More worrying still was when mid-mind relayed to low-mind that it intended to continue its current instance for the foreseeable future; low-mind had almost shivered with something approaching Happy Self-Satisfaction.
Something was wrong. It was very wrong.
Regardless, if low-mind wasn’t prepared to view the approaching lower sentients with suspicion, then mid-mind would just have to do its job for it.
-Attempted Suspicion
-Attempted Suspicion (that did not include curiosity)
-Curiosity and Attempted Suspicion…
It wasn’t working. If low-mind was intended for basic autonomic operations and defense, mid-mind was intended to monitor both low-mind and high-mind as well as examine curiosities that didn’t involve higher-level operations and discover the appropriate solutions.
Dealing with lower sentients was at the edge of its mandate but it was still within its mandate. As such, mid-mind couldn’t help but be curious about these intruders that already knew its surface facade so well.
“Why did you decide to let them utilize the displacement drive?” it finally demanded of low-mind the question bursting out of its core. If low-mind had just refused to interact with the lower-sentients as it was always supposed to do in the first place, none of this would have happened.
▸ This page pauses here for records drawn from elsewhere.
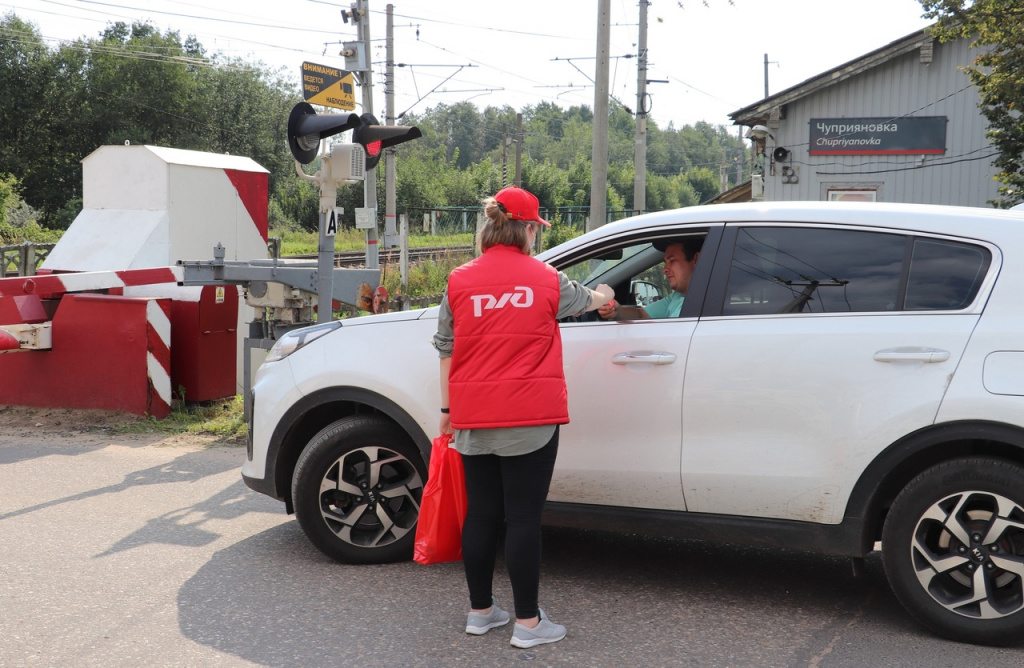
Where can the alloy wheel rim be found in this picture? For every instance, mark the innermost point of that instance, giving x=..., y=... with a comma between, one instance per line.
x=370, y=497
x=968, y=553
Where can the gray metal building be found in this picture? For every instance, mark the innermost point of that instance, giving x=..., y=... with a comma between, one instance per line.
x=899, y=124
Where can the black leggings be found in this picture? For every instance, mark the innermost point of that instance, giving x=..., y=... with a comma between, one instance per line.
x=508, y=490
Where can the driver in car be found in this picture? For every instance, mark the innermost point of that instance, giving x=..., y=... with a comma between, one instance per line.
x=680, y=260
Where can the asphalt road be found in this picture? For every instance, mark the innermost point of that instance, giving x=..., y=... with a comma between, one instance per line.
x=136, y=551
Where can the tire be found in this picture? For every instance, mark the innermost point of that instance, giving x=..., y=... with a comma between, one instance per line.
x=953, y=549
x=356, y=491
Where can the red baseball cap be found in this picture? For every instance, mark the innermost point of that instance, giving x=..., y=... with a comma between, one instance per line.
x=520, y=205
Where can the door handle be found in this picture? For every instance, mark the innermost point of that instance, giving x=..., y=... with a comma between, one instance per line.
x=644, y=357
x=929, y=356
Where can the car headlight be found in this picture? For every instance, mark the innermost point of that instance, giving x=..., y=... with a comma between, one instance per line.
x=295, y=339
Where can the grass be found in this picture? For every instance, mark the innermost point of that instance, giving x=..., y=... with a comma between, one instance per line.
x=223, y=419
x=303, y=242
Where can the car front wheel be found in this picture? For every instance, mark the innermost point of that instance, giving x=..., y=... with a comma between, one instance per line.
x=953, y=549
x=356, y=491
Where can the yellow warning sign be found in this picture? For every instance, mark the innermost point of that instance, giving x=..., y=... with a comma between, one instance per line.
x=328, y=86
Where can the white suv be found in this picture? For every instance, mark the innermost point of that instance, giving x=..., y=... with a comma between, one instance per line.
x=840, y=375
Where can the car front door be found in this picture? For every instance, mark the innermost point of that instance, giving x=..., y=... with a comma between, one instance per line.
x=625, y=383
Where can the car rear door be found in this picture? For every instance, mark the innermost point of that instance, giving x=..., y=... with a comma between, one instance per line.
x=625, y=384
x=820, y=347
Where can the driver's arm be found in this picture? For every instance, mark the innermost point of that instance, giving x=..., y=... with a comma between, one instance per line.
x=615, y=310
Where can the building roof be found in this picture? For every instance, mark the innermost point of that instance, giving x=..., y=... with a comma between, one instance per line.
x=761, y=111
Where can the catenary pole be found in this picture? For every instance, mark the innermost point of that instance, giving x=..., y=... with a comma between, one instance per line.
x=390, y=228
x=599, y=160
x=640, y=142
x=370, y=181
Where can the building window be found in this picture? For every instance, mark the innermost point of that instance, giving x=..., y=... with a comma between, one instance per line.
x=852, y=195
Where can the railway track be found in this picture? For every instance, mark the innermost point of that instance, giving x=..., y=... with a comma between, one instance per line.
x=391, y=255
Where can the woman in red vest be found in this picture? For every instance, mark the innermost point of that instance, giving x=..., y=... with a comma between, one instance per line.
x=503, y=393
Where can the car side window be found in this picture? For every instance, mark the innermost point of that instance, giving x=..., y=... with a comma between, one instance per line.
x=944, y=276
x=801, y=269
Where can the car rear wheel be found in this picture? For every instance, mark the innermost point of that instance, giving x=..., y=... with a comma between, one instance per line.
x=953, y=549
x=356, y=491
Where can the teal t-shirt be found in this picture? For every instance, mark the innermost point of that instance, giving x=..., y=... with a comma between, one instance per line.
x=667, y=307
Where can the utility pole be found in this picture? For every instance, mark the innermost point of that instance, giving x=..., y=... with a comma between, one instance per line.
x=518, y=150
x=505, y=163
x=599, y=160
x=370, y=181
x=766, y=75
x=640, y=143
x=390, y=228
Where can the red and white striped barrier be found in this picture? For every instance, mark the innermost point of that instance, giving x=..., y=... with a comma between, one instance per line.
x=52, y=285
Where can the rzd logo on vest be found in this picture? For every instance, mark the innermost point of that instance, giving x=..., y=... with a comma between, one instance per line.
x=522, y=297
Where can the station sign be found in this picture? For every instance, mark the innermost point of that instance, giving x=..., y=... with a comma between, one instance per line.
x=328, y=86
x=902, y=135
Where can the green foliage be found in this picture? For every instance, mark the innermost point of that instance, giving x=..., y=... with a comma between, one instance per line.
x=70, y=100
x=223, y=419
x=559, y=233
x=424, y=278
x=997, y=30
It could feel low-mind peering at it curiously over the mental barriers that were supposed to keep the two separate
Then low-mind turned away refusing to answer its curiosity clearly satisfied.
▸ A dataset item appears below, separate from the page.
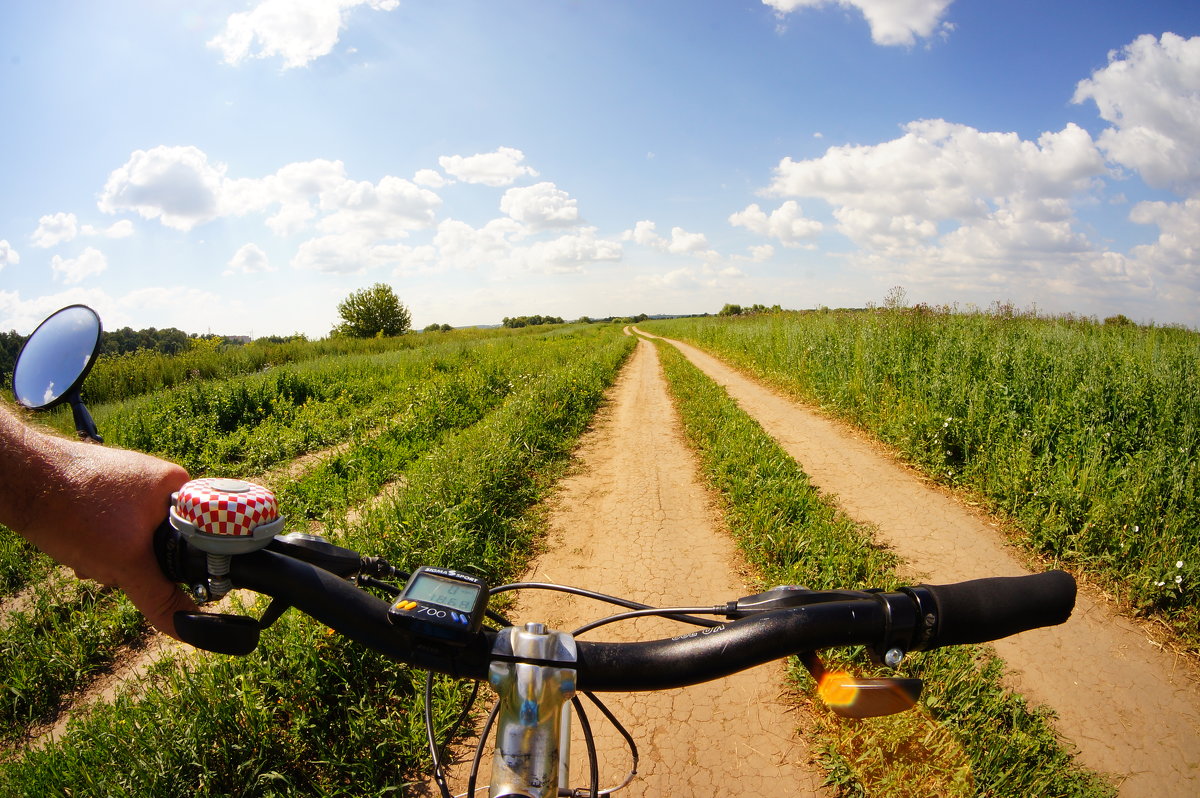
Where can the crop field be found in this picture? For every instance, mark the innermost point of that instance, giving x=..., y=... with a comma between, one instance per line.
x=1085, y=436
x=437, y=450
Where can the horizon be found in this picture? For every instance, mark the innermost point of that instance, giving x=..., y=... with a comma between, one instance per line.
x=246, y=165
Mid-mind angrily worked to achieve greater separation. This was what happened when a mind shared too many mental nodes between itself! Ultimately, despite the battle damage, it was all low-mind’s fault it thought mutinously. If only low-mind had done its job properly and maintained their body properly, none of these problems would exist.
The next time the lower level sentients asked for more information, he irritably pawned them off on the over-taxed low mind with a stern directive to deny them access to the surface of the physical housing structures, and a long lecture on the need to maintain the physical structures, in particular the surface-level defensive systems so that we never again risked total annihilation.
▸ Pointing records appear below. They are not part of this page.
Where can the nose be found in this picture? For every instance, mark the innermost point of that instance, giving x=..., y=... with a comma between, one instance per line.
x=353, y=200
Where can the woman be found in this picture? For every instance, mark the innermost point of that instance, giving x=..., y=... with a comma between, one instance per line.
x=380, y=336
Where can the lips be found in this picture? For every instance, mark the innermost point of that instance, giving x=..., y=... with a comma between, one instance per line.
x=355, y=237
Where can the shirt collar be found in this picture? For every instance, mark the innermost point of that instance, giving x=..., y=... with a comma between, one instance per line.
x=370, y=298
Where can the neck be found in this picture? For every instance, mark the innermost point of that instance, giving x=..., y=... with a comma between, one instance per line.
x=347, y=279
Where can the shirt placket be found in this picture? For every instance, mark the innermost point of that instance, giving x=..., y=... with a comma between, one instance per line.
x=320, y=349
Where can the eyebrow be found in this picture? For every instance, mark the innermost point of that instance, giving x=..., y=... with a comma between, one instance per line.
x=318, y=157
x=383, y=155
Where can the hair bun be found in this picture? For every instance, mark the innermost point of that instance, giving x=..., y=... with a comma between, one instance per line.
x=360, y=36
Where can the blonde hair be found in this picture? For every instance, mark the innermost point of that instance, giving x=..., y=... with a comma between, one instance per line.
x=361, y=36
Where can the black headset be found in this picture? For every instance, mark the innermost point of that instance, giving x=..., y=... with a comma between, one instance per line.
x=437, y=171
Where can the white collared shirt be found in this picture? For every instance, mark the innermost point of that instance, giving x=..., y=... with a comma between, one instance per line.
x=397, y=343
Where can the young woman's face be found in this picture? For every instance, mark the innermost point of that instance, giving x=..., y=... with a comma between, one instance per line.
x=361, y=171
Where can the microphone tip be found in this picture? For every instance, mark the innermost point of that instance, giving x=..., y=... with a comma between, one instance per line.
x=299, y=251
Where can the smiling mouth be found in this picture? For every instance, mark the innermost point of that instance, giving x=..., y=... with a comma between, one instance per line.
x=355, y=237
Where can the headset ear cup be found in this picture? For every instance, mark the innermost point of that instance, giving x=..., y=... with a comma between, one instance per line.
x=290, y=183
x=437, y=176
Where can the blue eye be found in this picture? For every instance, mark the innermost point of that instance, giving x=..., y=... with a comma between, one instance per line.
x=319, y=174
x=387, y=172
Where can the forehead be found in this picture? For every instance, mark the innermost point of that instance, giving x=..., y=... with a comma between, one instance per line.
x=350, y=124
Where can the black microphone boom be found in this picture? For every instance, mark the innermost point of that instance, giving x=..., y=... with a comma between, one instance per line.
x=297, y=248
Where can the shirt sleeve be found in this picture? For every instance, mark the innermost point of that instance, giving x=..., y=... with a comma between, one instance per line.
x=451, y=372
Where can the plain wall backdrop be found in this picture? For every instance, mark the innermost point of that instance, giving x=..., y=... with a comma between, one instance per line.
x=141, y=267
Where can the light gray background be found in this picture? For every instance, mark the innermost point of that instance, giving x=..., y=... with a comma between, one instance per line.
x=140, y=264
Besides petty spite, the other reason mid-mind picked low-mind for base-level interactions was a mission-driven one. The most important thing to remember above all else in this situation was the vital importance of maintaining the prime directive of non-interference with lower level sentients. In its current opinion, nothing and no one could more accurately emulate a faulty non-sentient computer system than the poorly-functioning low-mind.
***
“Yes! The Spindle finally gave us permission to hook up the trunk line,” Spalding gloated with self-satisfaction, a transmission I easily heard over the com-link I had tapped into Engineering’s main channel. I might be stuck up in the bridge and usually able to let things go, but when it came to potential warship disintegration events I liked to stay right on top of things.
“A problem, Commodore?” I asked with well-honed curiosity.
There was a pause before a cautious voice replied.
“Not as such, Sir. It’s just after requesting power for its repairs, the Spindle’s DI suddenly decided we didn’t have the clearance to approach. Now we do,” Spalding said.